SEC’s Chief Accountant: Firms With Digital Assets Still Need to Keep Their Books in Order
The chief accountant for the U.S. SEC says that digital assets and blockchain do not change the “fundamental responsibility” to do financial reporting.
Wesley Bricker, chief accountant for the U.S. Securities and Exchange Commission (SEC), has said that the advent of digital assets and blockchain technology does not change the “fundamental responsibility” of firms when it comes to their financial reporting activities.
Bricker’s remarks were made as part of a speech delivered before the AICPA National Conference on Banks & Saving Institutions in Washington, D.C. Monday, September 17.
Bricker opened by stressing it was crucial for the accounting profession to keep abreast of emerging technologies to ensure it can adequately fulfil its role as gatekeeper for “issuer compliance related to financial reporting.”
He went on to emphasize that innovations in technology can in fact be “the ally of a company’s business and financial reporting activities, not their opponent”:
“It follows that changes in technology need not work against investors and the public capital markets. Moreover, companies must continue to maintain appropriate books and records—regardless of whether distributed ledger technology (such as blockchain) smart contracts, and other technology-driven applications are (or are not) used.”
Bricker emphasized that for firms and their auditors alike, the existing parameters of auditing standards and federal securities laws, with their attendant reporting obligations – where they apply – should continue to be closely adhered to.

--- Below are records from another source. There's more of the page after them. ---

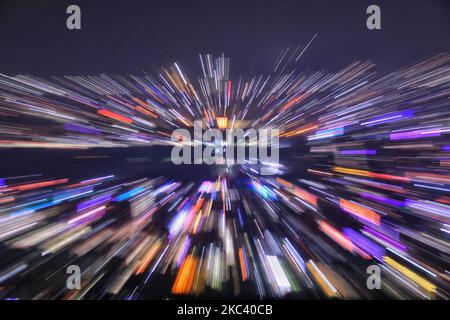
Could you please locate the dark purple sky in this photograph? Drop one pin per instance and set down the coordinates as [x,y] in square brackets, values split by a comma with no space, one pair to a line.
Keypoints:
[133,35]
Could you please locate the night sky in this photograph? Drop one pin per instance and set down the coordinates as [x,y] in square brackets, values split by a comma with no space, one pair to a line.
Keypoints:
[131,36]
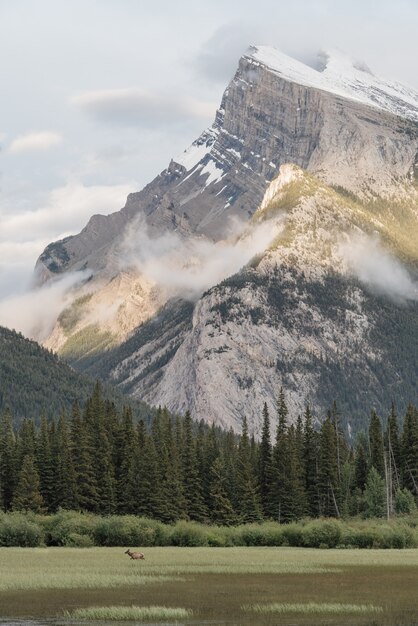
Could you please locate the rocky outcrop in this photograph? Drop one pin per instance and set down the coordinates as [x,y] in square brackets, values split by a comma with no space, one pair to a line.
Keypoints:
[330,154]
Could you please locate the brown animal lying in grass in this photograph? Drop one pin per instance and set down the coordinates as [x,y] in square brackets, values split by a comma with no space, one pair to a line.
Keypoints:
[135,555]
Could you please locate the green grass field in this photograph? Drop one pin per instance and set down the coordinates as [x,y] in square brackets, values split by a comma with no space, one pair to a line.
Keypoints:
[263,585]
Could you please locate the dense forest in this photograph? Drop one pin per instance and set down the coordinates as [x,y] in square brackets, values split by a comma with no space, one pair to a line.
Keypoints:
[34,380]
[102,460]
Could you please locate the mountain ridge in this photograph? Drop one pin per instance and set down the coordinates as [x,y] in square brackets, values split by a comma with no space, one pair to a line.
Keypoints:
[335,178]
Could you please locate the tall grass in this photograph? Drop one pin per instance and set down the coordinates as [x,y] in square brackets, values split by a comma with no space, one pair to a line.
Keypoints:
[138,613]
[313,607]
[73,529]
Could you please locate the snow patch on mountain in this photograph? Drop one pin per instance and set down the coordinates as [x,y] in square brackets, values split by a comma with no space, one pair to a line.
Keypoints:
[341,76]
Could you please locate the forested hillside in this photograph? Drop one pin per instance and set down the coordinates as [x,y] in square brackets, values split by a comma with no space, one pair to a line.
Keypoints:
[99,460]
[34,381]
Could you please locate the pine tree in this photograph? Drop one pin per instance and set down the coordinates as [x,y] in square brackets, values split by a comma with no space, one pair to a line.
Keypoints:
[45,465]
[310,464]
[376,444]
[82,457]
[328,471]
[393,446]
[361,462]
[65,489]
[27,496]
[250,507]
[410,451]
[374,494]
[298,503]
[192,487]
[280,488]
[8,461]
[221,511]
[265,464]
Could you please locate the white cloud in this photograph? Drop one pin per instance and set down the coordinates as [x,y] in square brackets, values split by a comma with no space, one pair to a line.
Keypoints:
[137,107]
[377,268]
[34,312]
[189,267]
[65,211]
[35,141]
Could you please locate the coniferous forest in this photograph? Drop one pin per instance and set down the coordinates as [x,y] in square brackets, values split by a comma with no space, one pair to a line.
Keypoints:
[102,461]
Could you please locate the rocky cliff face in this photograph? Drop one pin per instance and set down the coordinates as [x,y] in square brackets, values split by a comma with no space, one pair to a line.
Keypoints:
[322,157]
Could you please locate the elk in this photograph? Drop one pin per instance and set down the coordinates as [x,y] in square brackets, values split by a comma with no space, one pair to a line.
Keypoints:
[135,555]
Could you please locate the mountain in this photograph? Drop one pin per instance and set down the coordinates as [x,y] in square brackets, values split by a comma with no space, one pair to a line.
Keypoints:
[34,381]
[280,249]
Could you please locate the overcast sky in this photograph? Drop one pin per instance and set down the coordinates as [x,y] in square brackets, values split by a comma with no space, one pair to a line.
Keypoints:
[98,95]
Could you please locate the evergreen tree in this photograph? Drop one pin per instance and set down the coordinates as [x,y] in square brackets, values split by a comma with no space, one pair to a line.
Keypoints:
[265,464]
[376,444]
[81,449]
[310,454]
[192,487]
[410,451]
[375,494]
[250,507]
[8,461]
[361,462]
[298,504]
[280,489]
[328,471]
[222,511]
[44,464]
[65,489]
[393,446]
[27,496]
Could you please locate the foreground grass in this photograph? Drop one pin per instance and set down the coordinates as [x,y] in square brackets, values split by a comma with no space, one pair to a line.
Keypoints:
[130,613]
[313,607]
[333,586]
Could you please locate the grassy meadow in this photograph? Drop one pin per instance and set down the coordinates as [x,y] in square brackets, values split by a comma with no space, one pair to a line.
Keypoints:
[183,585]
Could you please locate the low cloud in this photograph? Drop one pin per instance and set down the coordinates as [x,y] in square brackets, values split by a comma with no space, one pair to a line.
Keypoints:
[189,267]
[135,107]
[219,55]
[377,268]
[33,142]
[35,312]
[65,211]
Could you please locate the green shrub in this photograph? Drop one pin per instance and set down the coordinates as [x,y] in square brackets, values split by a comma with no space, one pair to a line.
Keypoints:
[20,529]
[293,534]
[189,534]
[322,533]
[62,528]
[404,501]
[127,530]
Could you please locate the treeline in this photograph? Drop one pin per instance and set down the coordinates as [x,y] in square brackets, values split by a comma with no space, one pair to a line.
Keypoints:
[84,530]
[102,461]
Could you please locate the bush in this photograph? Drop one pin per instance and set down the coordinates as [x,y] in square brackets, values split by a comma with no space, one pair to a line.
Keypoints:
[322,533]
[189,534]
[127,530]
[293,535]
[20,529]
[404,501]
[69,528]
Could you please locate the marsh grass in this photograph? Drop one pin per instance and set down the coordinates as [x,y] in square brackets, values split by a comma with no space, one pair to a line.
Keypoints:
[313,607]
[215,583]
[138,613]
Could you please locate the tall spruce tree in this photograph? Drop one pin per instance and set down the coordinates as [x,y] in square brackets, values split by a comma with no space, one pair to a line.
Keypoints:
[410,451]
[250,506]
[376,444]
[265,464]
[8,461]
[27,496]
[328,490]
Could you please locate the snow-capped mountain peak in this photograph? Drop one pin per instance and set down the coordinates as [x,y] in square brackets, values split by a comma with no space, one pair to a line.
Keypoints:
[340,75]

“Distributed ledger technology and digital assets, despite their exciting possibilities, do not alter this fundamental responsibility,” he stressed.
Recent high-profile developments on the crypto regulatory landscape in the U.S. have seen the SEC extend its purview to oversee crypto hedge funds, FINRA muscle in on a case of alleged securities fraud, and a New York federal judge ruling that securities laws are applicable for dealing with crypto fraud allegations.